Ciò viene ribadito quando Polifemo si rivolge al padre. Lui che inizialmente aveva rivendicato che i Ciclopi non si preoccupano degli dèi, ora si avvale del fatto di essere figlio del dio Poseidone per chiedere a lui di vendicarsi della violenza subita. E quello esaudisce la sua richiesta.

L’episodio con il mostro lungi dall’avere un esito catartico è in realtà quello che mette in cattiva luce anche l’eroe Odisseo, che sarà costretto a un ritorno estremamente travagliato in patria. È proprio l’episodio che mette in mostra gli eterni cicli di vendette.

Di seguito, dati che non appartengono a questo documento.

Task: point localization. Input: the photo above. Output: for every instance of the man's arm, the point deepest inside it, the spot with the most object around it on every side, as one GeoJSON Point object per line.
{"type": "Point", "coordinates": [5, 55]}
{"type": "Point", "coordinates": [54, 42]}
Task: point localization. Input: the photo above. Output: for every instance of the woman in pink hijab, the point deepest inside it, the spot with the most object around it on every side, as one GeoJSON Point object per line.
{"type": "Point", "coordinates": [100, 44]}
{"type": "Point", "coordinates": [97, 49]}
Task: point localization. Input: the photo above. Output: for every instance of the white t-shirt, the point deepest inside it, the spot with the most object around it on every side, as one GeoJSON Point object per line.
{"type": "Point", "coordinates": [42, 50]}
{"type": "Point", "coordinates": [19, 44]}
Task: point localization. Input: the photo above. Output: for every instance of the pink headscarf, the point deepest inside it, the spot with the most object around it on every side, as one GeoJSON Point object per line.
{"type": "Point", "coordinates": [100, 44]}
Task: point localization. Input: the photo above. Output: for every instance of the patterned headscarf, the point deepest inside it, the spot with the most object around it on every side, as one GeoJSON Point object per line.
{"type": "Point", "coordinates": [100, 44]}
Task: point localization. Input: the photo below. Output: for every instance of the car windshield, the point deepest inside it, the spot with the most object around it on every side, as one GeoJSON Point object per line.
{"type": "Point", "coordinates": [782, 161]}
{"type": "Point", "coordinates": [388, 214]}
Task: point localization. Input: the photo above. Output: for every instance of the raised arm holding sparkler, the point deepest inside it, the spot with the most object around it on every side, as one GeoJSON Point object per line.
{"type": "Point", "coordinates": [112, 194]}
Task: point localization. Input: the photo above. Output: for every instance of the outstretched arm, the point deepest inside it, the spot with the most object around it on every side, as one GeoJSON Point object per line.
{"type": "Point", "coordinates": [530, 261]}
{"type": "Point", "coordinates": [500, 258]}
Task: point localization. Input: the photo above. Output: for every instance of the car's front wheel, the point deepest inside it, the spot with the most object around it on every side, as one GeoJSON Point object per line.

Molte opere hanno appianato il dramma rendendo invece risolutiva la dipartita del mostro. L’ironia è che altre narrazioni per contro hanno proposto un ribaltamento, mostrando come giustificata e catartica quella del rivale del personaggio mostruoso. Così il circolo vizioso del botta e risposta si è ripresentato sul piano della storia della letteratura. È nella consapevolezza di questa dinamica che pertanto riteniamo che gli autori che hanno segnato una crescita dell’autocoscienza siano coloro che hanno continuato ad affrontare il dramma, sviluppandolo sempre di più.